Addiction–behaving in a way you don’t want to compulsively–can cause extreme suffering, to those who are addicted and to people around them.
Sometimes the suffering is not so extreme, as with my morning cup of coffee. I wake up tired and headachey, but soon those feelings are replaced with a sense of energy and possibility, all due to that lovely cuppa.
I am certainly addicted to caffeine, but it’s not the energy it gives me that keeps me pouring cup after cup each morning. No, there is something more insidious at work: the antireward system.
What exactly goes on in the human brain that makes it susceptible to addiction? One function of humans you may not know about that contributes to addiction is the antireward system.
Homeostasis vs allostasis
The human organism is an amazing thing, equipped with homeostatic processes designed to keep it functioning in a more or less healthy range. The latest research and theories suggest that addiction develops through the dysregulation of a homeostatic hedonic mechanism involving the reward and the antireward systems. Addiction happens when your brain tries to keep your pleasure level constant (the happiness setpoint), but it ends up in a downward spiral.
Addiction can be considered an allostatic mechanism, rather than homeostatic. Homeostasis refers to a biological system’s ability to maintain a dynamic internal equilibrium in response to external or internal changes. Allostasis uses change to achieve some level of stability in the face of external or internal changes too large to be accommodated with homeostasis. Allostatic processes respond to more intense challenges than to the relatively subtle changes that homeostatic processes respond to. And allostatic states represent a state of chronic deviation from the normal setpoint.
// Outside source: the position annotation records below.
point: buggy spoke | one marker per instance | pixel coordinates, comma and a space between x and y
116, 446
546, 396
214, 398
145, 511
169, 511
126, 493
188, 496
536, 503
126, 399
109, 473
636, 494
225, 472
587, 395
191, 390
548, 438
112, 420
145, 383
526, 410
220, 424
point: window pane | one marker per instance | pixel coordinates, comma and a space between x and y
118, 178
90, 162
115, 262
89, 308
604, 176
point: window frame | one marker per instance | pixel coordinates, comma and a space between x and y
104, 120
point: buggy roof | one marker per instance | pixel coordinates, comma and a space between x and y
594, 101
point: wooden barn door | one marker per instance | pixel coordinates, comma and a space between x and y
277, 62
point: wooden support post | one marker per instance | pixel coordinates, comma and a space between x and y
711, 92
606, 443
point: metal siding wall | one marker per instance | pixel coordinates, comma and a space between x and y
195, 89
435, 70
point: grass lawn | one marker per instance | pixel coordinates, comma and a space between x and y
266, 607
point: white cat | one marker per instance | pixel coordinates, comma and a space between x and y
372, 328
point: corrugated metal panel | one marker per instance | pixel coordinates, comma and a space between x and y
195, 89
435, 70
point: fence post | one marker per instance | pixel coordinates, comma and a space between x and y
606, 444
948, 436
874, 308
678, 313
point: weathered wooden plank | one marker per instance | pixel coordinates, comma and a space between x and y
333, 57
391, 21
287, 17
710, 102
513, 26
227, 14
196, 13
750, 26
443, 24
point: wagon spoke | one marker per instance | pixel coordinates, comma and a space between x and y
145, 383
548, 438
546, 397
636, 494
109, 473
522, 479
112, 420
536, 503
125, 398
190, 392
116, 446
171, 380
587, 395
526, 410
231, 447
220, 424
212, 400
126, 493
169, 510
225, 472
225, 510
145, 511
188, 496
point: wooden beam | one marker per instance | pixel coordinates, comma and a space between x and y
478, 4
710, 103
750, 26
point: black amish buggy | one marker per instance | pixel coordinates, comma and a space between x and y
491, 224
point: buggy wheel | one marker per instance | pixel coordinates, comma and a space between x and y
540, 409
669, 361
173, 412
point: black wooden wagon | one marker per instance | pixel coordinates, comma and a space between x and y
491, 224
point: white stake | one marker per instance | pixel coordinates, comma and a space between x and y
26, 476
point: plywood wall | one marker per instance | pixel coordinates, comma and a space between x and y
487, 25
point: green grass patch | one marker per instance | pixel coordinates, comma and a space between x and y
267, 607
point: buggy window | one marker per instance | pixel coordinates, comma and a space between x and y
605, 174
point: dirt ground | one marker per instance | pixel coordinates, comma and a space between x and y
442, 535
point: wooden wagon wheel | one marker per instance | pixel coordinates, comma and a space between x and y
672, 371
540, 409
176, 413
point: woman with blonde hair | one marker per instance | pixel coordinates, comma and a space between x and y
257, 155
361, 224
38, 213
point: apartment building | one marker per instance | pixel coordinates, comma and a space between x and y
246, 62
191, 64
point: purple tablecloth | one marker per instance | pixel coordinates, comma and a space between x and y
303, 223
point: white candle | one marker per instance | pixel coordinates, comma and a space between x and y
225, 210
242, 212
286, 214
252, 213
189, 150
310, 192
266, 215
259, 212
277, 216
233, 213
There is controversy over whether addiction should be considered a disease or not. In many ways, the allostatic framing of addiction does suggest it as a pathological brain state, one which doesn’t represent normal brain functioning.
The antireward system
The use of a psychoactive drug over time is a challenge that the human brain responds to with enduring changes in the reward system and the antireward system. The antireward system compensates when the reward system is overtaxed.
There are two processes at work in responding to repeated consumption of a very rewarding substance (or behavior) (Solomon, 1980):
- Process A, the positive response to drug intake, which occurs quickly and dissipates quickly. A tolerance develops. For example, you may find that over time you need more cups of coffee each morning to get the same effect as when you first started drinking it.
- Process B, the more sluggish development of withdrawal effects. You won’t feel caffeine withdrawal if you’ve only just started drinking coffee. But once you’re an established coffee drinker you’re likely to get headaches and feel lethargic if you go without.
Process A represents the reward system. Process B is the compensatory antireward system, which is your body’s attempt to bring yourself back to hedonic neutrality.
Unfortunately, these interacting processes leave you compulsively seeking your drug of choice, to get rid of the negatively reinforcing withdrawal state.
In the brain, these processes reflect the functioning of two separate systems (Koob & Le Moal, 2008):
- Process A reflects your dopamine and opiate responses, which downregulate over time (making you require more and more of the drug to get a positive effect)
- Process B reflects your sensitized stress response system (specifically corticotropin releasing factor upregulation), making you feel anxious and distressed without your drug of choice on board
If you use a psychoactive substance on a regular basis, you will experience your hedonic allostasis mechanism making you more and more miserable, as shown in the conceptual graph below:
from Koob, 2013
Each consumption of the drug launches Process A, but the reward you get from it is decreasing with each time you consume it again. Process B acts to counteract the increase from your set point, and through its slow moving ways, decreases your set point (i.e., your mood) over time.
This theory explains the research evidence that while either positive reinforcement (seeking a positive reward) or negative reinforcement (acting to eliminate something negative such as anxiety) can drive compulsive drug use, though negative reinforcement is much more prominent and powerful as a driver of use (Kassel, 2010).
The implication for getting a handle on addictive behavior is that you need to pay as much attention to your antireward system as to your reward system.
Why do I love coffee so much?
I love it so much because it takes away the feelings of caffeine withdrawal. But if the process of addiction is as I’ve sketched out here, my daily consumption of it is probably making me feel worse at baseline and on average than I would if I didn’t drink coffee at all, or drank it only occasionally.
This is important for emotional health, as psychoactive addictive substances like caffeine, and more dangerous ones like alcohol or opiate drugs, can drag down mood over time, leading to worsening mood.